Made in 1982, Jeff Schiro's The Boogeyman is the earliest "dollar baby." The dollar baby concept, which continues to this day, is that Stephen King will sell young and up-and-coming filmmakers the non-exclusive rights to certain of his short stories, provided that the filmmaker doesn't profit off the release of the film. In contrast to most other dollar babies, The Boogeyman was made commercially available on VHS. It was paired with Frank Darabont's 1984 short film The Woman in the Room, also based on a short story in King's 1978 Night Shift collection.

Schiro's Boogeyman is a much more straightforward and faithful adaptation of King's story than the recent feature film adaptation. The story involves a character named Lester Billings, whose three children have all died under mysterious circumstances. The bulk of the film takes place in a psychiatrist's office, where Billings claims that the Boogeyman killed his children. Schiro does use flashbacks to show the various incidents that Billings explains. There is also some inclusion of a police investigation. The central question of the film is whether Billings is telling the truth.
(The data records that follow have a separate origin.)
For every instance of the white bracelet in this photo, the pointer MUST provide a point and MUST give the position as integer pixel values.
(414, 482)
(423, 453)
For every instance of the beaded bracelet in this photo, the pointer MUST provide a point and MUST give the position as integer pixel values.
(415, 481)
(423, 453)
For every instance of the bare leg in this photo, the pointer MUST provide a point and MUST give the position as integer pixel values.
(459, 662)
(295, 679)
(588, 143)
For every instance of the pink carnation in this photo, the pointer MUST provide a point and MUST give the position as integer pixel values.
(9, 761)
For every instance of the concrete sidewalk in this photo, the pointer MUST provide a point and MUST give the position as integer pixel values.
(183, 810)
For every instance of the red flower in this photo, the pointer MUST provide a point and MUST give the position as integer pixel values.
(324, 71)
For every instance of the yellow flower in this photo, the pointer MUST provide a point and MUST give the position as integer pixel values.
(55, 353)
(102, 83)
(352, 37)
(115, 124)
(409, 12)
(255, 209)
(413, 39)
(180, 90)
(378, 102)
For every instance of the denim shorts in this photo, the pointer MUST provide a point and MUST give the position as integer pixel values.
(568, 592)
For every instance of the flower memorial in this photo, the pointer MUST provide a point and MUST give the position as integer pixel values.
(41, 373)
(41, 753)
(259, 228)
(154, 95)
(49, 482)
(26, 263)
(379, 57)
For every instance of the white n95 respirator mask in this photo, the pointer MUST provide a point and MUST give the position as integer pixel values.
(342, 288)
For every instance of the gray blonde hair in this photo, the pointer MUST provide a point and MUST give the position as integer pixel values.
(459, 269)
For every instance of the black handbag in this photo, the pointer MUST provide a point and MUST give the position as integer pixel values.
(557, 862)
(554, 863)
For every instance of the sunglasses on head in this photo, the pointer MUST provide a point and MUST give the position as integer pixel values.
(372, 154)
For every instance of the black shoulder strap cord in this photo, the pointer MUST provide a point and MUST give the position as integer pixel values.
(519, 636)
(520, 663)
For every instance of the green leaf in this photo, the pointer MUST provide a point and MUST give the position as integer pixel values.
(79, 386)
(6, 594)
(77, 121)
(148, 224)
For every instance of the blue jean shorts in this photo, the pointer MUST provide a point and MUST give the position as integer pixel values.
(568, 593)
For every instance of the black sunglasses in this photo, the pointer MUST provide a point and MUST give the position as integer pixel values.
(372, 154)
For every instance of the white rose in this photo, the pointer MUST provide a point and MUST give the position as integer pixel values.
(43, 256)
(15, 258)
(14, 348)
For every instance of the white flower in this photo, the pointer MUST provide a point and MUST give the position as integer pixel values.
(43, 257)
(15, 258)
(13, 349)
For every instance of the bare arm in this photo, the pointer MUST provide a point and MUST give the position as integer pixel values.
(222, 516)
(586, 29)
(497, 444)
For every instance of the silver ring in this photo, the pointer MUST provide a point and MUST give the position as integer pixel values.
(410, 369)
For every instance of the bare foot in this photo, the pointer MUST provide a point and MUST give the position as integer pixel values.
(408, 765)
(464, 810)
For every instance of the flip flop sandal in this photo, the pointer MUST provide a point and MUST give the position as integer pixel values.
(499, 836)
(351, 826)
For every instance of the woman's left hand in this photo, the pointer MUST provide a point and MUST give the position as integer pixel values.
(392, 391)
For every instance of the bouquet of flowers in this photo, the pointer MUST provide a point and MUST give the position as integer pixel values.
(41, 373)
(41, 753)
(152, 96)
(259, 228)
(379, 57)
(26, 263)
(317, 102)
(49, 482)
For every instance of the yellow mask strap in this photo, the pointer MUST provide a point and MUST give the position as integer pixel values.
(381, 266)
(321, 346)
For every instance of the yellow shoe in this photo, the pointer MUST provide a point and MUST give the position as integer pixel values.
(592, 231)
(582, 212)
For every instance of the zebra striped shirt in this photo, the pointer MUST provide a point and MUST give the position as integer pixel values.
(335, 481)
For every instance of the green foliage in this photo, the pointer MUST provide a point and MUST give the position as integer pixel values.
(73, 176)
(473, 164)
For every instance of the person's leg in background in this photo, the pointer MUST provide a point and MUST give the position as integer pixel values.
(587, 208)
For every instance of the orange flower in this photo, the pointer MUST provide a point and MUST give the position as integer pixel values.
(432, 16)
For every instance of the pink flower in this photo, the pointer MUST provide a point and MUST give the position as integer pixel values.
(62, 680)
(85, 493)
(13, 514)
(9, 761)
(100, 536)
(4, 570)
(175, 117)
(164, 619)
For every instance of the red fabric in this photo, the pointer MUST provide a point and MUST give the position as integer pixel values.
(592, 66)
While Boogeyman is perhaps not as strong technically as Darabont's Woman in the Room, the film's low-budget quality lends it a grittiness. This is enhanced by John Cote's excellent synth score, which has echoes of the great Italian band Goblin. Michael Reid, who plays Billings, is not a phenomenal actor, but he brings a creepy physical look and great intensity toward the role - particularly during his monologue near the end of the film. The Boogeyman is not one of the great Stephen King adaptations, but it still manages to be effective maybe precisely because of its limitations. Jeff Schiro went on to work mostly as an editor for TV, which he still seems to be doing currently.